Even without their involvement Friday, the agreement between the White House and the governors could apply enough pressure that PJM could be forced to consider adopting the proposals. PJM needs large states like Pennsylvania and Maryland to participate, and Shapiro already threatened once to pull his state out of the grid operator. And the White House has already been exerting pressure on PJM through the Federal Energy Regulatory Commission, or FERC.
The document signed by all thirteen governors also included several other provisions, including one that asks PJM to improve its forecasts for what energy demand will look like in the future. That provision was a red line for Moore to agree to sign on to the statement, according to an aide in his office.
“It’s bold. I want to see more details, but from what I know so far the data centers should embrace it,” said Neil Chatterjee, a former Republican commissioner at FERC. “They will pay their fair share.

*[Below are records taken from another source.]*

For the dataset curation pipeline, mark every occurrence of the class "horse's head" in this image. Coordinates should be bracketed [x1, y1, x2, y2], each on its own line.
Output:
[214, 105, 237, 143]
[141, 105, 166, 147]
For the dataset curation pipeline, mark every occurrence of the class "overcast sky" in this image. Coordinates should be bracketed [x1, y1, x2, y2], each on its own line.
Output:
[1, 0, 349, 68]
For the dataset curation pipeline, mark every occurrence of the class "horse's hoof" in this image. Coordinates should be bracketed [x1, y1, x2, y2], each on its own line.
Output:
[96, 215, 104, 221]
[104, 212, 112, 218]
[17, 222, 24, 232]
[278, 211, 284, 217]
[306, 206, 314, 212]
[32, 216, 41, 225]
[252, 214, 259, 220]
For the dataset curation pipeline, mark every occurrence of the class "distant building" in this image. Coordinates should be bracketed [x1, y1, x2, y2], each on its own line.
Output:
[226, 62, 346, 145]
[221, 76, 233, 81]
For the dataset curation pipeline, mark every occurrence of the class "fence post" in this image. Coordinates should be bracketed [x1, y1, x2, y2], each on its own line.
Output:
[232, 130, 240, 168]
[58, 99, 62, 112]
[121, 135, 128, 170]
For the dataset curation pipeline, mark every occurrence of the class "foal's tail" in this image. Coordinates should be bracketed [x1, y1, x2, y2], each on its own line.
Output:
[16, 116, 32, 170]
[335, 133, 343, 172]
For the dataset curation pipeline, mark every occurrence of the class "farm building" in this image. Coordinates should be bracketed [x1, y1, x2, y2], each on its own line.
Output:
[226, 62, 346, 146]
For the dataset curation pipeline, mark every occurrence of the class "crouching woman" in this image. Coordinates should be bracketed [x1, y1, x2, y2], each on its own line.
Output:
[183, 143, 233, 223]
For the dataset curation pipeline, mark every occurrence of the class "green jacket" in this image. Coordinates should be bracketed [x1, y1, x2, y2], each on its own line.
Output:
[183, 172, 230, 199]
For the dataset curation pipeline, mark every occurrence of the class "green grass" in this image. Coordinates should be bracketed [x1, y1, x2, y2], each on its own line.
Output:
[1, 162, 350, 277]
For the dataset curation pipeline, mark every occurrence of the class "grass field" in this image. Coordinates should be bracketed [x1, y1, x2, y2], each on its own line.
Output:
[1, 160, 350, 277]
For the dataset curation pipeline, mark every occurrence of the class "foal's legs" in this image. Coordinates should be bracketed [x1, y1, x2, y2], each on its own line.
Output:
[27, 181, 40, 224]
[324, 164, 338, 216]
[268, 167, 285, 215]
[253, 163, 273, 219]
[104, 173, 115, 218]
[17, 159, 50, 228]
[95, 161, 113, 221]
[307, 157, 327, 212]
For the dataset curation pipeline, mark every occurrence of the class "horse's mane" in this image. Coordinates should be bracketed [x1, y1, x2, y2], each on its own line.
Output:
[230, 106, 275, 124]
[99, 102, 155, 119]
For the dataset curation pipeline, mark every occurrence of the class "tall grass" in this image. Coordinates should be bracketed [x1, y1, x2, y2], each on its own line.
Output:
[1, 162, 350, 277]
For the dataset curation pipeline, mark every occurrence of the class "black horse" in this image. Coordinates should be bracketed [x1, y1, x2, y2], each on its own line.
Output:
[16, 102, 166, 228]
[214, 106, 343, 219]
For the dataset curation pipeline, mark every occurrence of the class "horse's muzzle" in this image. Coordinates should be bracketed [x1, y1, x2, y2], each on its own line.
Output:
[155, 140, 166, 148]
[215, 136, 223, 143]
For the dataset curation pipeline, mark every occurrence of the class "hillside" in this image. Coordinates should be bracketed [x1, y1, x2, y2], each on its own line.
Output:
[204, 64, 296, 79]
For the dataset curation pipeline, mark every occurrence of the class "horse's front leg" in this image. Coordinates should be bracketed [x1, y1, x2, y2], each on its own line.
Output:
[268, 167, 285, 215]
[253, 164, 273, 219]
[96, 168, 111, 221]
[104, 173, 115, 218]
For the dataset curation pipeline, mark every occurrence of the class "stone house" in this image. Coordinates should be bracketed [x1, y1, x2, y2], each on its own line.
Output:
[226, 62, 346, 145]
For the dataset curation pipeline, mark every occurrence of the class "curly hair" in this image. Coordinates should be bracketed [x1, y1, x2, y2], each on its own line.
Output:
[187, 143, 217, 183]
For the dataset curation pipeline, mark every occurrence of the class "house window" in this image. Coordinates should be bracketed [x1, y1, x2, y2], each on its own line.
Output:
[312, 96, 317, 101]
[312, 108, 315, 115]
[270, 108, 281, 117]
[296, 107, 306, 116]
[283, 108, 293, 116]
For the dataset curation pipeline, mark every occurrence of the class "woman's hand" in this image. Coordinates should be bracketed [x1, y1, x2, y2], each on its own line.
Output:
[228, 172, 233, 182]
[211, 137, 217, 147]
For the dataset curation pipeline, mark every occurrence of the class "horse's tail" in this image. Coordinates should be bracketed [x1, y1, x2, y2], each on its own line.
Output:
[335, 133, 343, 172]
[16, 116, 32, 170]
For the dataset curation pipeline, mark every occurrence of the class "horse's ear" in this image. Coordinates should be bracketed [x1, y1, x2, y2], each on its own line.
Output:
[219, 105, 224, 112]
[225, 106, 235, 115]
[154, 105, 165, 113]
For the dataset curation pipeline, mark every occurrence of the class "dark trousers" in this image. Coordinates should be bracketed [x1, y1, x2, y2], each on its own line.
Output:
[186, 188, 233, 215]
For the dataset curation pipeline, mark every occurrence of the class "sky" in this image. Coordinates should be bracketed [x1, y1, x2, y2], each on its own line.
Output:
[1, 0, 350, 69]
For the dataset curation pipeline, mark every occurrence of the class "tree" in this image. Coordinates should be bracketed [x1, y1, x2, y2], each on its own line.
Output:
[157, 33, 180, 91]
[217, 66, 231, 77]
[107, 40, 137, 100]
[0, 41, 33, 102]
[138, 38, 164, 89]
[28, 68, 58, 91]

This brings PJM in line with regulated states on this, addresses affordability and helps solve for capacity. I suspect there will be close to unanimous support amongst Republican and Democrat governors. It’s short term but significant.”
Jeff Dennis, the executive director of the Electricity Customers Alliance and a former Department of Energy official, cautioned that Friday’s plan only appears to address one piece of a complex puzzle contributing to increasing electricity prices.
“I would note that a lot of the electricity price challenges and supply constraints in PJM are related to factors outside the capacity auction that are slowing new generation construction, including lack of long-distance transmission capacity to deliver new generation to customers, along with siting and permitting roadblocks. So there are more pieces to the affordability puzzle still to be placed,” he said.